October 04, 2001

Pencio I have been developing

Pencio

I have been developing a new Internet service for the past month or two, called Pencio, but I'm stopping work on it. Why? No customers. I've gotten no response from potential customers I've contacted about it. Not negative responses, no responses. Guess I can take a hint. Anyways, I'll post it up here for the entertainment of the one guy who reads this.

During the first phase of the Internet, the rush was to get customers. Free services were it. Look at me. ONElist was a free, ad supported service. The emphasis was on getting more customers, not revenue. That would take care of itself through ads. But of course that is all changing. The ad market tanked. The countless free ad-supported sites are now scrambling for their lives. That's where Pencio comes in.

Sites don't have many options when it comes to revenue. Forget ads.

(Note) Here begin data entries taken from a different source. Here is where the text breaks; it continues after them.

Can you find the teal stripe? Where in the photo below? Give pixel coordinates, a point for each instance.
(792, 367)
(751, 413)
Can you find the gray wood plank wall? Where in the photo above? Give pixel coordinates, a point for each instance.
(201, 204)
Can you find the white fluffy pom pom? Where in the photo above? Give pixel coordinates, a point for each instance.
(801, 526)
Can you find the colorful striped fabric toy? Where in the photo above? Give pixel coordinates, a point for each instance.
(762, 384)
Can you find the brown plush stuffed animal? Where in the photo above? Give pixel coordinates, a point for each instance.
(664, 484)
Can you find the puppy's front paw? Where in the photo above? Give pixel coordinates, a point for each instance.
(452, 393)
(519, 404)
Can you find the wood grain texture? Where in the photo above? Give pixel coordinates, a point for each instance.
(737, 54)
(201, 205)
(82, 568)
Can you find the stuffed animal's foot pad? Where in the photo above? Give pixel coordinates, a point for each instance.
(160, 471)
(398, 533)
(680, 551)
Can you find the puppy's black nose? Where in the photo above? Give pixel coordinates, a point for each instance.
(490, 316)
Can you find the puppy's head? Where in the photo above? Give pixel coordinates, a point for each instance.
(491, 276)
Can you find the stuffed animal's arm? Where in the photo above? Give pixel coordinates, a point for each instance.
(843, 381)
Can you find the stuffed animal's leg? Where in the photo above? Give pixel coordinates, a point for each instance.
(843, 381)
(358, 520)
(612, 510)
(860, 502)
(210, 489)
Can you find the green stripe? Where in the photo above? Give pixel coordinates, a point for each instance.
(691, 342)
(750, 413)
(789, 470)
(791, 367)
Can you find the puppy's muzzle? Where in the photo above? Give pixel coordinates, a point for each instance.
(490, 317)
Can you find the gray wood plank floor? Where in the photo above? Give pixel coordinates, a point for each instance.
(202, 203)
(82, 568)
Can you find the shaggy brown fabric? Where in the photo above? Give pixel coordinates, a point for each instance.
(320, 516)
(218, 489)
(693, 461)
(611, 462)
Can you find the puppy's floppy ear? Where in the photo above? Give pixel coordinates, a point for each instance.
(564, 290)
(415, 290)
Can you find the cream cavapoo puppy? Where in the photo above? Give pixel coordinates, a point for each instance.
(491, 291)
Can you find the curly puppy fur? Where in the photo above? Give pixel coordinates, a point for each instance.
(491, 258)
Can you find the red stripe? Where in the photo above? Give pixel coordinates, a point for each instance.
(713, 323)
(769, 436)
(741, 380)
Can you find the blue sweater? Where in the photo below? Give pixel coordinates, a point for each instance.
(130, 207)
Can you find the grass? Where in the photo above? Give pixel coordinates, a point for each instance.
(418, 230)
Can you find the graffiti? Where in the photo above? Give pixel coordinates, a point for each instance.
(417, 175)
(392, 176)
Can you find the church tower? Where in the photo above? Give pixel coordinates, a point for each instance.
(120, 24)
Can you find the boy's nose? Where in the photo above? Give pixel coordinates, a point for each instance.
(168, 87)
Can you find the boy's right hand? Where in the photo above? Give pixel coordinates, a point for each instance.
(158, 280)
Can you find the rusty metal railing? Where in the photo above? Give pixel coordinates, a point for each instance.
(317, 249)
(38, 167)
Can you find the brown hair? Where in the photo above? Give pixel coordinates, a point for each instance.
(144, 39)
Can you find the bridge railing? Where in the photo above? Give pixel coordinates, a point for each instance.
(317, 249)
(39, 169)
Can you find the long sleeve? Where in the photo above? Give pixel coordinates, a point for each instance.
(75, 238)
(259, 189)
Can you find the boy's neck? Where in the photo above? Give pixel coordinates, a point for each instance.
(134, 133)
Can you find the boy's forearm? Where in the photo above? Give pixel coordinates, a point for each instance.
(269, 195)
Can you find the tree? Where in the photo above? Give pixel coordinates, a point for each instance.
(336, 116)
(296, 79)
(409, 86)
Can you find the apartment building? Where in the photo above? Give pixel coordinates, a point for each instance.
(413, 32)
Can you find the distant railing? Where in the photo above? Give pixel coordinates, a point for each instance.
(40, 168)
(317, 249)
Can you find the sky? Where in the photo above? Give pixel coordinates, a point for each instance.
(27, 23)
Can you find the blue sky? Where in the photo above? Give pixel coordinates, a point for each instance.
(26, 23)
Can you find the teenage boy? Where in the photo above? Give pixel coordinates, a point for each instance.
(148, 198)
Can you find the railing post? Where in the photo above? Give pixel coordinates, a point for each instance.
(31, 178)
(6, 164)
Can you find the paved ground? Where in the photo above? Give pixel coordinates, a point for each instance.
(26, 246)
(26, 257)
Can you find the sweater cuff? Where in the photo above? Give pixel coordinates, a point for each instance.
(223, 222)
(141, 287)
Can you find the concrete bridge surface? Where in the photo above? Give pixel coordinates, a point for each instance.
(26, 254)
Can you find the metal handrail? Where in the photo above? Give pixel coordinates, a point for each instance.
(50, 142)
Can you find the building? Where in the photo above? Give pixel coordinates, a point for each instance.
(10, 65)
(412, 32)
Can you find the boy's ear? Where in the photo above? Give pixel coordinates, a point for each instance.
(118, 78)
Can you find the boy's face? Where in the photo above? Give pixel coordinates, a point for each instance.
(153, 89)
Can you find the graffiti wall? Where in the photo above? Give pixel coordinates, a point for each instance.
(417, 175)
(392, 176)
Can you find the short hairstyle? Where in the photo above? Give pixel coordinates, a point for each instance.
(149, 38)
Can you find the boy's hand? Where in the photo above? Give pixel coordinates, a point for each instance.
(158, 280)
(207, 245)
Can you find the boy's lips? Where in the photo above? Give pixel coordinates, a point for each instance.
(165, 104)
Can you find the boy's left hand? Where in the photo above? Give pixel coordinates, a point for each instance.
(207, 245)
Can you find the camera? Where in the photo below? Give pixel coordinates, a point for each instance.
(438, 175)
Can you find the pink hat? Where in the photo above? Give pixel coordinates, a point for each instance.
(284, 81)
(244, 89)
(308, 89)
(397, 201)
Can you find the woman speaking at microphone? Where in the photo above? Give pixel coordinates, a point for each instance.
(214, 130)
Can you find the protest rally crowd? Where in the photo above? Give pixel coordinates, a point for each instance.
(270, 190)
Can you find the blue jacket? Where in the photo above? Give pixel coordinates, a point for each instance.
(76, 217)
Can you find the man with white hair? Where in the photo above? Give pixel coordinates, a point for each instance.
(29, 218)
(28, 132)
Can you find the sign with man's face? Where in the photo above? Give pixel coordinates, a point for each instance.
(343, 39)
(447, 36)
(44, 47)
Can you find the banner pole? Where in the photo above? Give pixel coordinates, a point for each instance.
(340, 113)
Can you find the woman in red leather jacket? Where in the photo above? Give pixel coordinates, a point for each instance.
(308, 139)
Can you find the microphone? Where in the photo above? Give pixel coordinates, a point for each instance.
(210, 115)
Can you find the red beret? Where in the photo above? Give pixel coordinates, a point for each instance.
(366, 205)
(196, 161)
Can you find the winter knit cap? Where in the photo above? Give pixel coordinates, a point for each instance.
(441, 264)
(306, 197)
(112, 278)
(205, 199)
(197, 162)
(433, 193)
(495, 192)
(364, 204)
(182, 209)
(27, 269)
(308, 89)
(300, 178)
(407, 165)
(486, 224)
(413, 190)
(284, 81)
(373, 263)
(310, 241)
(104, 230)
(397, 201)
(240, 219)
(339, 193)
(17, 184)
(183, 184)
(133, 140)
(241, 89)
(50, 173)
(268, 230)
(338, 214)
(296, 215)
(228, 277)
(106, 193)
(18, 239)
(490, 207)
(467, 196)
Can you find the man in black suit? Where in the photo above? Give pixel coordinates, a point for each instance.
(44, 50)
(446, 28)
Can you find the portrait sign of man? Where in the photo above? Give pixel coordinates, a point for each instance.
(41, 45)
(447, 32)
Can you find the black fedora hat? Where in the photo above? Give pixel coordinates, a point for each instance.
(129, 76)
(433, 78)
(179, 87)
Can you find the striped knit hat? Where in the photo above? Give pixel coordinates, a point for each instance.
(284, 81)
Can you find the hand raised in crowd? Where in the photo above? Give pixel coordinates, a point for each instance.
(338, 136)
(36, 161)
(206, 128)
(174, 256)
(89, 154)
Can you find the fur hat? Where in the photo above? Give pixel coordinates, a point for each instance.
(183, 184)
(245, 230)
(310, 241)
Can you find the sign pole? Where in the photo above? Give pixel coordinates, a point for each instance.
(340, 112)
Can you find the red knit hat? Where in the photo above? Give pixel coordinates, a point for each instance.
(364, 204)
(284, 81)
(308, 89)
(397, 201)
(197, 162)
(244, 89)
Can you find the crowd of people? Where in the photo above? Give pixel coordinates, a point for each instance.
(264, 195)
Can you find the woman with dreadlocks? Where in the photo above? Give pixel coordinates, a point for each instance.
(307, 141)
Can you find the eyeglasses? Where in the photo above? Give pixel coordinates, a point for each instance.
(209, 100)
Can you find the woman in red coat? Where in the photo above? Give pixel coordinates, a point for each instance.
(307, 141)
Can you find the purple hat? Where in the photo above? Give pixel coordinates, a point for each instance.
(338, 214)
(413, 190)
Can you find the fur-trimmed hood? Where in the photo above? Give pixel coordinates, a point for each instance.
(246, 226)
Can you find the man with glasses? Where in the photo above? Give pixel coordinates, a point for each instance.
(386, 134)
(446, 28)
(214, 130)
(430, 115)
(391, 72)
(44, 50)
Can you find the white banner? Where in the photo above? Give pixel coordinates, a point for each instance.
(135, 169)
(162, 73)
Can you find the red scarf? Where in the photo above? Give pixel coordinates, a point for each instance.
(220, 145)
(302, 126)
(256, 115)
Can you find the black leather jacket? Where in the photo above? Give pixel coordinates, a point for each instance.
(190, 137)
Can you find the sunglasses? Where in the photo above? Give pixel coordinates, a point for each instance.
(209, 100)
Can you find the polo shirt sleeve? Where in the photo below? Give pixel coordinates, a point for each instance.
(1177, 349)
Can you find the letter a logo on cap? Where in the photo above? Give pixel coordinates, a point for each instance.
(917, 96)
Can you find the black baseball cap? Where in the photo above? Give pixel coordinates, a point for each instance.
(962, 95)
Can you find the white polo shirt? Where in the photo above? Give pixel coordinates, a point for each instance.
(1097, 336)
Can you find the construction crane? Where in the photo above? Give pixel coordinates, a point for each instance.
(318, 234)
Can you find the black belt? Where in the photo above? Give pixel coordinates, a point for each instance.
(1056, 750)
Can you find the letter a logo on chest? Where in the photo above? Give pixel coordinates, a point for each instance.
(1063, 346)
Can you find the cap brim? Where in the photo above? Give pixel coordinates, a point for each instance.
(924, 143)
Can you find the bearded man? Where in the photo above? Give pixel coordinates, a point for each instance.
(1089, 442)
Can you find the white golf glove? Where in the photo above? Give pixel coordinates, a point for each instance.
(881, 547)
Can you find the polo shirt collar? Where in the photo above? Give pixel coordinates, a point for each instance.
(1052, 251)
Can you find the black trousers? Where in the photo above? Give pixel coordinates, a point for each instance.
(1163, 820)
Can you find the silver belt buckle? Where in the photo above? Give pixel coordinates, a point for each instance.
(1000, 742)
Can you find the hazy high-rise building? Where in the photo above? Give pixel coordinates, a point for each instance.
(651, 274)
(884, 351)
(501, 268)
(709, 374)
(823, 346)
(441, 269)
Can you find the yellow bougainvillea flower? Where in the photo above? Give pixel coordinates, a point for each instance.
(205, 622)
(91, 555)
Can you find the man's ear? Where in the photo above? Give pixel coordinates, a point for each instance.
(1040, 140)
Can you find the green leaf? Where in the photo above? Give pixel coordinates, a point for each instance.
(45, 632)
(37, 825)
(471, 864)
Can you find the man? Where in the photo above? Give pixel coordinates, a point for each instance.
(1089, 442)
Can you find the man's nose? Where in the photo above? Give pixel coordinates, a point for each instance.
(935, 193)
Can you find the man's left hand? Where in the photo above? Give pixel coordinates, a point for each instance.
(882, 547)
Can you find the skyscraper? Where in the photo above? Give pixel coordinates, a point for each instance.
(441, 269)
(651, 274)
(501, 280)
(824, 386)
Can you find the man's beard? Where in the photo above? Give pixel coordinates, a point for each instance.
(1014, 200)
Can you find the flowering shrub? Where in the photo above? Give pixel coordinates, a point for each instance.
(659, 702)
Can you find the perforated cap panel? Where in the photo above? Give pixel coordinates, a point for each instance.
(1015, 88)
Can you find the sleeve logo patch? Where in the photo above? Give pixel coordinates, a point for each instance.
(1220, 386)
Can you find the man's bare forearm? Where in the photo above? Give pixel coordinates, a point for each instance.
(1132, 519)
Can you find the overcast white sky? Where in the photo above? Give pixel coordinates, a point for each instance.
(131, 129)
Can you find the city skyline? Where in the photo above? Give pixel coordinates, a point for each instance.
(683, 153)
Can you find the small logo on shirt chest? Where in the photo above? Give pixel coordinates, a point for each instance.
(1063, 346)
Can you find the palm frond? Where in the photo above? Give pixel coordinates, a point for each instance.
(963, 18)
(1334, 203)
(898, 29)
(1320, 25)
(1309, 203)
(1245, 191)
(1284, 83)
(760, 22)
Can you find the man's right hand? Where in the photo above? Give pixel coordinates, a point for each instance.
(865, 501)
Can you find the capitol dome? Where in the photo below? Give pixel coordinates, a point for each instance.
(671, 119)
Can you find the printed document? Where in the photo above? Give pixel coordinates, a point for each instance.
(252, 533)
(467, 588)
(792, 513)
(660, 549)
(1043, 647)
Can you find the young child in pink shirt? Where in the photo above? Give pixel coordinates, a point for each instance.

That leaves asking for donations or charging subscriptions. Donations are an OK one time way to make money. But if you need recurring revenue, subscriptions are where it's at. The problem is that, to charge subscriptions, a site needs to program its own subscription system. This isn't trivial. Also, a site needs to accept transactions, usually by credit card.

At its most basic level, Pencio is a system to process and manage subscriptions. A web site defines a set of subscriptions and Pencio takes care of the rest. Once a user subscribes, Pencio even controls access to the web site. Pencio takes a cut of the subscription fee and the web site sits back and receives checks every month.

With a centralized subscription system, you get additional benefits. Several web sites can get together and define "network subscriptions," where one subscription grants access to multiple sites. Also, Pencio has the capability to allow subscriptions of very small amounts. Because of credit card transaction fees, it is generally not economically viable to accept charges of less than $5 US or so. But Pencio allows small transactions.

Anyways, I think Pencio is a good idea. I wouldn't have spent any time on it otherwise. Unfortunately, it appears that the market isn't ready to accept the new reality of subscription based web sites yet.